First and foremost, if you don't already own one, purchase an airline approved traveling crate for your pet.  Pet air travel simply cannot be done without one.  You may find (depending on the airline's regulations) that your pet is small enough to travel in a carry on crate along with you.  Your feline's first cat vacation, for example, may simply involve her sitting in a crate at your feet for a few hours until you reach your destination.  Those with larger pets however, will find that their airlines pet travel experience forces them to be separated from their pet for the length of the flight.  Not to worry however, as with no distractions around, many pets will simply sleep through the trip.  In either case, for pet air travel, your furry friend will need a crate large enough to stand up and turn around in, but no larger, as too much space can create safety issues.  Take special care to make sure your pet air travel crate is clearly marked with your contact information (cell phone numbers are generally best in this case as you won't be home to receive anyone's call), and any other special instructions you feel are necessary.  Before securing your pet in his crate, make sure he is wearing a collar with readable identification tags attached.  This will prevent his inadvertent loss should he manage to open his crate somehow while in transit. 

It may also be a good idea to take your pet's food and water away for about four hours just prior to your trip.  This is done to insure your pet's stomach is empty while he travels, a key factor if pet air travel results in making him slightly queasy. Cats can be especially susceptible to uneasy stomachs when traveling, so make sure to prepare for your next cat vacation with a few hours of pre-trip fasting for your feline friend.  If you already know that your animal has a distinct problem with airline pet travel, you may want to consider having your veterinarian prescribe a mild tranquilizer to help your pet sleep during the trip.  Make sure you advise your veterinarian if your pet will be traveling alongside you or away from you (i.e.: in the cargo hold of the plane) during the trip.  A lighter tranquilizer may be best for those you cannot keep a direct eye on, just to prevent any complications or unexpected reactions.

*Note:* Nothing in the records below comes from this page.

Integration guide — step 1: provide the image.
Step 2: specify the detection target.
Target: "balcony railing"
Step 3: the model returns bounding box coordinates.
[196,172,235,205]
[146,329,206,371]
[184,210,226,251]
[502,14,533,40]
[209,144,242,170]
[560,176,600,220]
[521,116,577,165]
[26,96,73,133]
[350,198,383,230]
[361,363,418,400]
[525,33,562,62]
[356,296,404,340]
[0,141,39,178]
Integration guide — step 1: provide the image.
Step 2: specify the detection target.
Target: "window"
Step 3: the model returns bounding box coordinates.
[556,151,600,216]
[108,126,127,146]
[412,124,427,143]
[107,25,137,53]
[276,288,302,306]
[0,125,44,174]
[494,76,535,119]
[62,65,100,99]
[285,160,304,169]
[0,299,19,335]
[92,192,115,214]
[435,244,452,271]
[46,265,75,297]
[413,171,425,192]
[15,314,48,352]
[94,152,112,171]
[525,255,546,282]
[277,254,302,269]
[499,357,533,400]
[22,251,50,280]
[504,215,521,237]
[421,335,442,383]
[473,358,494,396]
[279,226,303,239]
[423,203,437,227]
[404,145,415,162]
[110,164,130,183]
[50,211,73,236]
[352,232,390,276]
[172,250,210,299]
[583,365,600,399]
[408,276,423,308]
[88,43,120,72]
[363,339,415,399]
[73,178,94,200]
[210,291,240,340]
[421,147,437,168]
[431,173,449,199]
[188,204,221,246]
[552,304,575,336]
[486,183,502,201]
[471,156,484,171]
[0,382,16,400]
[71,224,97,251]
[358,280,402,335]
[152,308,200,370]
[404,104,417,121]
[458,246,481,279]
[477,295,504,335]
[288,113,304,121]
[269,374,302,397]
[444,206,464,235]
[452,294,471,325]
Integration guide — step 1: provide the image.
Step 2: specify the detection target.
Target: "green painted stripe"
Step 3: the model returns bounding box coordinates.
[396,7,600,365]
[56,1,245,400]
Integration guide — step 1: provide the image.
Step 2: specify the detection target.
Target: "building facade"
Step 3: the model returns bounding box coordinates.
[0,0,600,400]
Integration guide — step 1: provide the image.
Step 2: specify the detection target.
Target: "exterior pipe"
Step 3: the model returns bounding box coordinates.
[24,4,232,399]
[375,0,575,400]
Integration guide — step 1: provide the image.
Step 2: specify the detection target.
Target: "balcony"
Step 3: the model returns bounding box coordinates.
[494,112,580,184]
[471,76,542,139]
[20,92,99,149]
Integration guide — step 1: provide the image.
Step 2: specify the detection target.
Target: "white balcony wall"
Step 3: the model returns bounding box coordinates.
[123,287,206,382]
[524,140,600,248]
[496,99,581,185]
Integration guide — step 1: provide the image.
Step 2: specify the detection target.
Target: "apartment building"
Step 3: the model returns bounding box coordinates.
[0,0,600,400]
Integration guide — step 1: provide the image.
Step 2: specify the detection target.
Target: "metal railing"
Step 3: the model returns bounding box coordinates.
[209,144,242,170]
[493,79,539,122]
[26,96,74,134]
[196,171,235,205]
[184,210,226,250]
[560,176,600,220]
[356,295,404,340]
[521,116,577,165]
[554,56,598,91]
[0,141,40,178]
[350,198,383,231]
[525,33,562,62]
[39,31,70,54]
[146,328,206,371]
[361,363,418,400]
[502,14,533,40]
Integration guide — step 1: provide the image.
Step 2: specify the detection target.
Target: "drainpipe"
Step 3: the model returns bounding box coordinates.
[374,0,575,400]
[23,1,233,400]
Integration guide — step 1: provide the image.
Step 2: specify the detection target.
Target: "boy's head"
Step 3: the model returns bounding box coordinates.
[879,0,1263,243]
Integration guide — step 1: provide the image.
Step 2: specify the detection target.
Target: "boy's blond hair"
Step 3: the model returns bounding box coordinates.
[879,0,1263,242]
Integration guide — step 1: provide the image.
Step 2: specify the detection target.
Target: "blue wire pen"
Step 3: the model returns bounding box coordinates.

Current vaccinations are also an absolute necessity when considering pet air travel.  Your pet should be up to date on all vaccinations, and should have an up to date general exam as well.  Most veterinarians will provide a health certificate (which most airlines require a copy of when you check in) if you simply ask, and it is a good idea to carry a copy with you to prevent any issues while you travel.

All in all, establishing a few basic things before heading to the airport can help your pet air travel experience proceed smoothly and easily.  And simply taking the extra time to complete them will have you enjoying both the companionship of your pet and the relaxation of a vacation on your next family trip.